En raison des deux revers essuyés par Timea Bacsinszky en simple, Belinda Bencic a dû s'imposer également en double pour assurer le succès suisse. Elle a été associée en la circonstance à Martina Hingis, qui n'est autre que la fille de celle qui l'entraîne parfois, Melanie Molitor. Cette paire au potentiel redoutable – Hingis est la meilleure joueuse du monde dans la spécialité – n'avait que peu évolué ensemble sur le circuit professionnel et jamais encore en Fed Cup, mais s'est montrée très à son aise dans une Leipziger Halle pleine à craquer. La qualité de Belinda Bencic en retour de service et de Martina Hingis à la volée a fait la différence face aux Allemandes Anna-Lena Grönefeld et Andrea Petkovic, progressivement dépassées par les événements. Dans ce double décisif, le duo saint-gallois l'a emporté 6-3 6-2, offrant ainsi à la Suisse une première participation aux demi-finales de Fed Cup depuis 1998, année où la formation helvétique, déjà avec Martina Hingis (!), avait même atteint la finale.

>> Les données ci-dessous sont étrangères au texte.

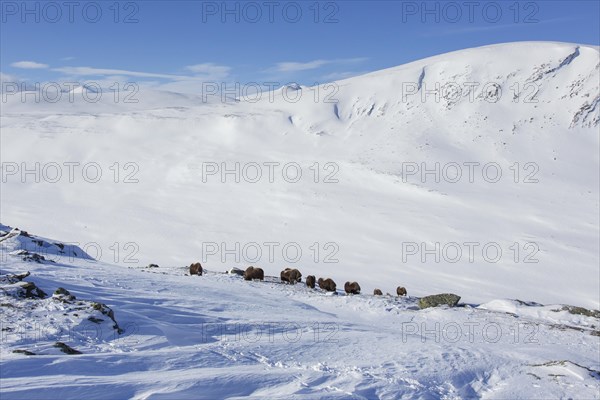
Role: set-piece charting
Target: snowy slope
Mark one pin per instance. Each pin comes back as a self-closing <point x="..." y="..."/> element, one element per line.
<point x="535" y="104"/>
<point x="217" y="336"/>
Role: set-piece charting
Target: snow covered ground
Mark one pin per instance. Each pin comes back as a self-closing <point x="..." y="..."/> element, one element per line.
<point x="218" y="336"/>
<point x="519" y="121"/>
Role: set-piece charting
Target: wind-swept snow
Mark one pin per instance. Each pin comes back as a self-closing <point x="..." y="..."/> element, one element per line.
<point x="217" y="336"/>
<point x="526" y="110"/>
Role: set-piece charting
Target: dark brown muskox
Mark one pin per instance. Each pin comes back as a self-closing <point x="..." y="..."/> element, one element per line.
<point x="352" y="288"/>
<point x="196" y="269"/>
<point x="327" y="284"/>
<point x="254" y="273"/>
<point x="292" y="276"/>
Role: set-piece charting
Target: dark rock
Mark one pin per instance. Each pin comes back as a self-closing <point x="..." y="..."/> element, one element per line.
<point x="63" y="295"/>
<point x="65" y="348"/>
<point x="25" y="352"/>
<point x="581" y="311"/>
<point x="32" y="291"/>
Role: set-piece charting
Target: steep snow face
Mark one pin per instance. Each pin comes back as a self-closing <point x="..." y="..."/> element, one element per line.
<point x="217" y="336"/>
<point x="511" y="208"/>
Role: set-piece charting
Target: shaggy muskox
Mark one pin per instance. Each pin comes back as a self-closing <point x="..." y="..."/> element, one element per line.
<point x="352" y="288"/>
<point x="235" y="271"/>
<point x="327" y="284"/>
<point x="254" y="273"/>
<point x="292" y="276"/>
<point x="195" y="269"/>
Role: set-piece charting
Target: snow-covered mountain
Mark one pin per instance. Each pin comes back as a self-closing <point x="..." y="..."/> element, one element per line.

A Leipzig, Timea Bacsinszky a perdu ses deux simples, mais il serait malvenu de lui jeter la pierre. Ce serait surtout oublier que le rôle de joueuse-clé assumé en Allemagne par Belinda Bencic, c'est elle qui l'avait joué en avril 2015 en Pologne dans la rencontre déterminante pour la remontée dans le groupe mondial. Martina Hingis a du reste tenu à le souligner à l'issue de la rencontre. La Vaudoise, blessée en fin de saison dernière, n'a pas encore recouvré son meilleur niveau, mais elle a progressé tout au long du week-end et sa présence dans l'équipe offre d'intéressantes perspectives à Heinz Günthardt.

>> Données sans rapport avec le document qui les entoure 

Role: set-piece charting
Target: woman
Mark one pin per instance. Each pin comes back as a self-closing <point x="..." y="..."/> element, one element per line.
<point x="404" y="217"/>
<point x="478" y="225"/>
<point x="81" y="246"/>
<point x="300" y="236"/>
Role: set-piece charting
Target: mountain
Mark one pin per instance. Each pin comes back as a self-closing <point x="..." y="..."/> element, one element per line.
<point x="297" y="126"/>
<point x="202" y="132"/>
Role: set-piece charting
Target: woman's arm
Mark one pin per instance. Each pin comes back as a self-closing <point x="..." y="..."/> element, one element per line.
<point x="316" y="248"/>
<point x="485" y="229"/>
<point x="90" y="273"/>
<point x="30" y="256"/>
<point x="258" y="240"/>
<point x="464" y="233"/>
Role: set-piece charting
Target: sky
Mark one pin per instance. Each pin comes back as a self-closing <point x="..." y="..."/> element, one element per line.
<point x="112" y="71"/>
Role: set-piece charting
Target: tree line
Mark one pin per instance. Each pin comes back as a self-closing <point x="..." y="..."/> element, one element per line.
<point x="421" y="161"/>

Le capitaine de l'équipe de Suisse ne sera pas fâché de pouvoir compter sur elle mi-avril pour affronter la République Tchèque en demi-finale, dans un lieu encore inconnu mais sur sol helvétique (Saint-Gall, Lucerne, Genève?). La Suisse accueillerait également une éventuelle finale, mais une chose à la fois. «Les Tchèques, victorieuses quatre fois ces cinq dernières années, constituent incontestablement l'équipe à battre, mais nous avons les moyens de passer», a dit en conclusion Heinz Günthardt plus qu'heureux.